SOEs urged to divest from non-core sectors in 3 yrs
SOEs urged to divest from non-core sectors in 3 yrs
The state-owned enterprises, or SOEs, have been given three years to completely divest from non-core sectors, or those that have little relation to their main businesses.
Most SOEs in Vietnam have expanded their operations into the four main non-core sectors, including banking, realty, insurance, and securities.
Petrolimex, Vietnam’s largest fuel wholesaler, is currently running a namesake bank, while oil and gas giant PetroVietnam also invests in the transportation sector via its Dau Khi (oil and gas) Taxi brand.
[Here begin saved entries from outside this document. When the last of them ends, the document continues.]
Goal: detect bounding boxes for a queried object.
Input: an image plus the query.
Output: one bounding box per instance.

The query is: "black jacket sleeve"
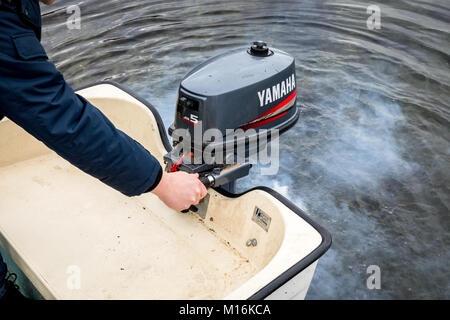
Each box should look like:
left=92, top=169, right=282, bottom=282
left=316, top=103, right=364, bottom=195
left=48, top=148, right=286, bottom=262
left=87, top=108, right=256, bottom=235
left=0, top=28, right=162, bottom=196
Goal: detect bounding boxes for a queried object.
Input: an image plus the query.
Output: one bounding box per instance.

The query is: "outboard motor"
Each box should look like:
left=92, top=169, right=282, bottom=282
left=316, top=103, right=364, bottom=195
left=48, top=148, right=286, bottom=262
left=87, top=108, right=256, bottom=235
left=164, top=41, right=299, bottom=215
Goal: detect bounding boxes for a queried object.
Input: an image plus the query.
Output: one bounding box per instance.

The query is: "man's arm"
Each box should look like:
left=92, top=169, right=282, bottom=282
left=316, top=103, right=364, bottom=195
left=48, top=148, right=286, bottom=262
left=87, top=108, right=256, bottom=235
left=0, top=50, right=162, bottom=196
left=0, top=30, right=206, bottom=206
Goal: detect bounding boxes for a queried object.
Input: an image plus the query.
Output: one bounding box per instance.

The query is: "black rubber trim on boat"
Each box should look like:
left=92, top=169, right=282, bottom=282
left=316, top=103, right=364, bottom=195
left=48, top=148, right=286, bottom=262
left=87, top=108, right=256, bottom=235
left=216, top=186, right=332, bottom=300
left=75, top=81, right=332, bottom=299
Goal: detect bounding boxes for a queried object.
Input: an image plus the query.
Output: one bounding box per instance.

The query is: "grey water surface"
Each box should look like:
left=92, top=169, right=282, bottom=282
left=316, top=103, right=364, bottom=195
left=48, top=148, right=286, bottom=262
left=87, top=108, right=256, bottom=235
left=39, top=0, right=449, bottom=299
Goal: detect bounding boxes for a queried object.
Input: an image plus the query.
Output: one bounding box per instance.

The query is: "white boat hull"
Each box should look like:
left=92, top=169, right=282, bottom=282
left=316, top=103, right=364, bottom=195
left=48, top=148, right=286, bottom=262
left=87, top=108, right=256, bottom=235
left=0, top=83, right=331, bottom=299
EVN, the country’s power monopoly, is infamous for its loss-stricken EVN Telecom.
But the Prime Minister has ordered that state-run enterprises submit their divestment plans by the end of the third quarter of this year.
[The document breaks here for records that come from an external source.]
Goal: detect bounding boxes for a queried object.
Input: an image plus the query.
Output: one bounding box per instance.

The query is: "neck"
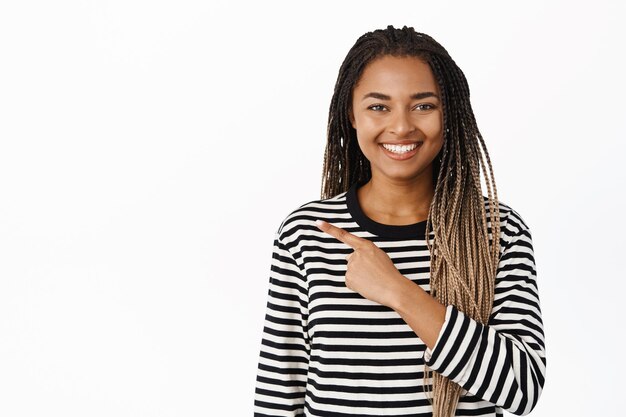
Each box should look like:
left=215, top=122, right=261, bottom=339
left=357, top=175, right=435, bottom=225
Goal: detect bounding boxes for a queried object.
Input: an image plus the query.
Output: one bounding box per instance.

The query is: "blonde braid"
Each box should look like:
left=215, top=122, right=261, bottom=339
left=421, top=53, right=501, bottom=416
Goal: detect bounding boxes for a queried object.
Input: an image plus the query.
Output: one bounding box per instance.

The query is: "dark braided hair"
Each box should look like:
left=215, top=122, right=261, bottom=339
left=320, top=25, right=501, bottom=417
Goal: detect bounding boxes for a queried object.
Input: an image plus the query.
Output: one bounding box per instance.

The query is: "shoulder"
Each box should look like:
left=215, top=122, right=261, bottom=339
left=481, top=195, right=532, bottom=250
left=481, top=195, right=529, bottom=229
left=275, top=190, right=349, bottom=244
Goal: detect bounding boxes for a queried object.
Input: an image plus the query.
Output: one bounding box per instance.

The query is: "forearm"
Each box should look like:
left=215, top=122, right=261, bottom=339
left=388, top=276, right=447, bottom=350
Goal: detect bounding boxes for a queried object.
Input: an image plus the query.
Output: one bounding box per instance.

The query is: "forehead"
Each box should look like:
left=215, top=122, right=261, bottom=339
left=354, top=55, right=439, bottom=93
As the PM has approved a list of the main and supporting industries that an SOE is allowed to operate in, any sectors that are not included in the guideline are considered non-core businesses, according to Dang Quyet Tien, deputy head of the Business Finance Agency under the Ministry of Finance.
For instance, he said: “If an SOE which mainly operates in the mechanic sector invests in the construction steel manufacturing and real-estate industries, it will have to divest from the said businesses.”
The official added that there are many divestment methods, including privatization, trading debts, acquisition and merger, or transferring capital to the State Capital Investment Corporation -- the agency in charge of managing and optimizing the use of state capital in SOEs.
“A recent example is that the government last year ordered EVN Telecom to merge with the military-run network operator Viettel,” he said.
Under this SOE restructuring plan, even those that are gaining profits from non-core sectors are forced to divest.
“Who knows if their operations will encounter trouble in the next three to five years?” said Tien.